Três palcos, vários DJs de todo o mundo, uma área de camping, bares para abastecer os frequentadores… Nada foi deixado ao acaso neste local ao ar livre, situado no deserto de Negev, a cinco quilômetros da fronteira com a Faixa de Gaza.

Ao amanhecer de sábado, 7 de outubro, os jovens continuavam dançando quando, de repente, a música eletrônica parou. Era por volta de 6h30. E, à distância, ouviam-se ruídos abafados. “Gente, alerta vermelho, reagrupem-se”, advertiu o sistema de som.

Faíscas seguidas de explosões salpicam o céu alaranjado. O Domo de Ferro, o sistema de defesa antiaérea de Israel, interceptava os primeiros foguetes lançados pelo Hamas a partir de Gaza.

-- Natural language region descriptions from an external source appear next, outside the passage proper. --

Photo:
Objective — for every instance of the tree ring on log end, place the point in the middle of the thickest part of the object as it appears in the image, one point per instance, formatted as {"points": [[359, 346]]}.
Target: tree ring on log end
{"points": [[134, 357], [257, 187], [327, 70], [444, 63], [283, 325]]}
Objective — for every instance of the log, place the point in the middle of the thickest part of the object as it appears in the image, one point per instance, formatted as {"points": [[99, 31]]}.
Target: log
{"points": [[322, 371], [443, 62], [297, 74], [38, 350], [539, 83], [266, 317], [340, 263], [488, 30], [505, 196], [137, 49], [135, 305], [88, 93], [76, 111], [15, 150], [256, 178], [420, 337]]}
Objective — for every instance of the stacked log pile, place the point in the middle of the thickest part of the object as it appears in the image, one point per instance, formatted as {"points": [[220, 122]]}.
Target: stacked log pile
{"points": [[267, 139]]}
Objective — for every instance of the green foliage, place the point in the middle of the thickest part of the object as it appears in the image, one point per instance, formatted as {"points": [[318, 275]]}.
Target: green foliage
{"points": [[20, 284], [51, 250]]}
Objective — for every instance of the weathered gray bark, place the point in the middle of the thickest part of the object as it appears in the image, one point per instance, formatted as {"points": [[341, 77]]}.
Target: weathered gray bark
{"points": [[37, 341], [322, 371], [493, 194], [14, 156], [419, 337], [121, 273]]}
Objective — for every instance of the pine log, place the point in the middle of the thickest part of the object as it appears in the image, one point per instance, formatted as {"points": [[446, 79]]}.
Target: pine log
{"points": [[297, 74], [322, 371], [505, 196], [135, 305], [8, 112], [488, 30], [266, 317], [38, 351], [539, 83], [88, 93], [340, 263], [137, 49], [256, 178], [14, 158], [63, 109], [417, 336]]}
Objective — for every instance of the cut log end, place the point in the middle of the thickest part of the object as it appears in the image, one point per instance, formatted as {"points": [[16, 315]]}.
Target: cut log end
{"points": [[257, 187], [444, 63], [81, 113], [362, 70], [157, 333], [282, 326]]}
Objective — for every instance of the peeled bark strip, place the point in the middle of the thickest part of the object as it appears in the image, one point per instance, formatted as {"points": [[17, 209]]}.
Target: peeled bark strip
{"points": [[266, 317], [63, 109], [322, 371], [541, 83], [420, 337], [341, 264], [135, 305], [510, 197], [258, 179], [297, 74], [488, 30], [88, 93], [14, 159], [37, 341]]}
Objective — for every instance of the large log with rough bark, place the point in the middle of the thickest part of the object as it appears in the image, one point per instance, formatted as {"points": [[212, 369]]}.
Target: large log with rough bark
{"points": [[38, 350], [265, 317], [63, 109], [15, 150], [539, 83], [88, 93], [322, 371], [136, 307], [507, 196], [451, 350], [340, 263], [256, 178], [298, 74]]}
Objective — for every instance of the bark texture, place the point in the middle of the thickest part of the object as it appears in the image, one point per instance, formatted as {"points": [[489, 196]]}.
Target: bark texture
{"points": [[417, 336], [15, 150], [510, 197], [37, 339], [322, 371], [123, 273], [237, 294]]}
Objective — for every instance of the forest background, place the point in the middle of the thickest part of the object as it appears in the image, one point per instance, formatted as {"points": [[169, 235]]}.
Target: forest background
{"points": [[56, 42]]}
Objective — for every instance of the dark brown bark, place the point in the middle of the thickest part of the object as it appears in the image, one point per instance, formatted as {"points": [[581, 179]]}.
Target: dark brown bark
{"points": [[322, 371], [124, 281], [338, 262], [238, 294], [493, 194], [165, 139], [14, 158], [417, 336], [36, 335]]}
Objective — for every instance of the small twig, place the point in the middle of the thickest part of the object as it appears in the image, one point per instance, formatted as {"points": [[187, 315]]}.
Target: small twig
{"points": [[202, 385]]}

Nesse momento, “ainda estávamos rindo, sem levar a sério a situação”, explica à AFP Efraim Mordejayev, um soldado de 23 anos que estava de folga no fim de semana, coincidindo com o final da festa judaica de Sucot.

“Estamos acostumados com os foguetes” lançados de Gaza, diz. A Faixa, um território empobrecido onde vivem confinadas 2,3 milhões de pessoas, está submetida a um bloqueio israelense desde que o Hamas assumiu seu controle total em 2007.

O jovem e seus amigos começaram a se dispersar com tranquilidade, mas, logo percebem que há algo diferente. O perigo não vinha apenas do céu, mas também de homens armados, alguns em paramotores, outros em motocicletas ou caminhonetes.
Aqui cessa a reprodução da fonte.